# HB1/9004 bulb options (car)



## Flakey (Apr 10, 2006)

ok so my car uses 9004 socketed bulbs these are old crappy OEM headlights that were manditory before H4's were made legal in the us. so i was wondering if there was anything out there that is brighter than the sylvania silverstars ... cause this just isnt doing it, they are really dim compared to anything new. (im not looking for HID wayy to pricey for me, just bright incan please.


----------



## fivemega (Apr 10, 2006)

JCW has 9004 xenon 100/80W for $34.99 a pair.


----------



## mdocod (Apr 10, 2006)

To stay street legal, you'll want to stick with the 60/55W driving lamps...

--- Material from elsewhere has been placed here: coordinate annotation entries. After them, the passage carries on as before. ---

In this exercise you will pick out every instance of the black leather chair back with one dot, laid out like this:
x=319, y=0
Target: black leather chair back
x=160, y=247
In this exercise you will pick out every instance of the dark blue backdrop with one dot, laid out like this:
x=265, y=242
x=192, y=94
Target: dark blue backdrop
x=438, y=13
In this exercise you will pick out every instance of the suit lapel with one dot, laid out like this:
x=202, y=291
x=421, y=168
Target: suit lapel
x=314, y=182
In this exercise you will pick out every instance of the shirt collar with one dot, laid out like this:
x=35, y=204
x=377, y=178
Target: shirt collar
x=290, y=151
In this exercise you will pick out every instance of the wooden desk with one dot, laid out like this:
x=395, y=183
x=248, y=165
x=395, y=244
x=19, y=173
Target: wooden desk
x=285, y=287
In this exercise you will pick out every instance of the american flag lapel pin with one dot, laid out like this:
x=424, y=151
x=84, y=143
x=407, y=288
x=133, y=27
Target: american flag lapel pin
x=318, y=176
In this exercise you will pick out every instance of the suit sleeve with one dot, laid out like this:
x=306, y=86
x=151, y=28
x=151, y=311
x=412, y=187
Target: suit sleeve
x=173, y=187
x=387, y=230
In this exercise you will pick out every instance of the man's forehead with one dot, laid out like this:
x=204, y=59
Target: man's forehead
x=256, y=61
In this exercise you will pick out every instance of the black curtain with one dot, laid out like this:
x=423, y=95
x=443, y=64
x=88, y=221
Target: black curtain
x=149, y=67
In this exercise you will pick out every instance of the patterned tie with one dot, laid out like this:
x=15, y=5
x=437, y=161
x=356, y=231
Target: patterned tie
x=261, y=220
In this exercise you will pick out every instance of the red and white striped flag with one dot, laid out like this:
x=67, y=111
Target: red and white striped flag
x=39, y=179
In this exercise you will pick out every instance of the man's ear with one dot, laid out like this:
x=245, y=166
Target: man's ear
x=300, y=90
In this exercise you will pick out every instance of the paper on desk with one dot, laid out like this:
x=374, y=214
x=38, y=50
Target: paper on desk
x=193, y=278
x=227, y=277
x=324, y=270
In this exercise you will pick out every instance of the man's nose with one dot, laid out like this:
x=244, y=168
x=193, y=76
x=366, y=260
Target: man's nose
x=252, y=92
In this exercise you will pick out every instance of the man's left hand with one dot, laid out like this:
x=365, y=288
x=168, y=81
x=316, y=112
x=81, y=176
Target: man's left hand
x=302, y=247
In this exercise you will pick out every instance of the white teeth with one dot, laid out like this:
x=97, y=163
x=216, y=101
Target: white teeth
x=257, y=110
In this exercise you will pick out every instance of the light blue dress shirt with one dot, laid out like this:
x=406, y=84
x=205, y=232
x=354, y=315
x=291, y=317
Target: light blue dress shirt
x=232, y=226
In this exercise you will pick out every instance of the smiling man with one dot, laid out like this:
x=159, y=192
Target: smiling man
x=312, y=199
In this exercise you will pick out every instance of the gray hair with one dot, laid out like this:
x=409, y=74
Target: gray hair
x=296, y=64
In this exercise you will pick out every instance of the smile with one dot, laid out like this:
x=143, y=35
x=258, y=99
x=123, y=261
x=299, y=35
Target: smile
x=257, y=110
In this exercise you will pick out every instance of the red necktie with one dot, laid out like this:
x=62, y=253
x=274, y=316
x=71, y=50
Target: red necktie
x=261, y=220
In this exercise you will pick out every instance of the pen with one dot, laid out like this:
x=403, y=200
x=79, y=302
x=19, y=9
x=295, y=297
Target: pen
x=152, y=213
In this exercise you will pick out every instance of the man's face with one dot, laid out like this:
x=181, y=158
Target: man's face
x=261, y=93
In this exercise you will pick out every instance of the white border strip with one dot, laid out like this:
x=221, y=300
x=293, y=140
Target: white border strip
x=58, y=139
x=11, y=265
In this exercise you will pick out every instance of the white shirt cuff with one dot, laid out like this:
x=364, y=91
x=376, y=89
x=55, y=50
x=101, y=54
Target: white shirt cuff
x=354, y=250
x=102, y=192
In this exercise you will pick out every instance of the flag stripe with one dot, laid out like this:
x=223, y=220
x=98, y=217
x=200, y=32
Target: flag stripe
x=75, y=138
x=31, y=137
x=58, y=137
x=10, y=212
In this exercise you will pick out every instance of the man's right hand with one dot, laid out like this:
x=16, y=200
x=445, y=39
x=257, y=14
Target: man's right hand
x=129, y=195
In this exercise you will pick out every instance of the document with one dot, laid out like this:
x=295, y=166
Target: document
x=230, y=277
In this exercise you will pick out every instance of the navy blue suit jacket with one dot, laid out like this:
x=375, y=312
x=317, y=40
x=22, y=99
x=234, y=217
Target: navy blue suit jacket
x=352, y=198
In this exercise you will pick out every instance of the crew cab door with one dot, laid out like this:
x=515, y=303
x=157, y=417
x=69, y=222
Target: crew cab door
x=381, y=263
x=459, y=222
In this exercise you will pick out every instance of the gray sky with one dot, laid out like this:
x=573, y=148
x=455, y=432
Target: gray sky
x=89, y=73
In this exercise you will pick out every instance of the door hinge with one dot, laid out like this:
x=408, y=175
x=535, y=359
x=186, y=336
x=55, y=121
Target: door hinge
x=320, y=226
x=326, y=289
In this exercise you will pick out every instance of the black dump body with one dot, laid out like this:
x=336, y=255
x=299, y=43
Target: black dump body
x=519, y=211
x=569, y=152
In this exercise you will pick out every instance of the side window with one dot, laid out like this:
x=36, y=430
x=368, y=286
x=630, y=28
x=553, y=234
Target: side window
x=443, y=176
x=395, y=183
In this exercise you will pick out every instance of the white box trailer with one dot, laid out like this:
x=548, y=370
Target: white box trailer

One of my cars takes a 9004, the other takes a 9007... I replaced both with GE nighthalks and am very happy compared to cheaper lamps, (never tried the silverstar from silvania, too pricey imo)

If the silverstars (which should be comparable to nighthalks) aren't bright enough for ya, then you might look at replacing the wiring leading to the lamps with somethign heavier gage to reduce losses...

In general the 100/80W lamps, are for offroad use only, but if you really want a lot more light, and are willing to "risk it" you could give em a try. Chances are, the HIDs on the road will still be more blinding anyhow. And as long as you focus the low-beams down and keep em out of peoples eyes, cops won't notice or care.


----------



## larryk (Apr 10, 2006)

A bit pricey but this looks like a nice solution. 
http://www.coolbulbs.com/cool_accessories.asp


----------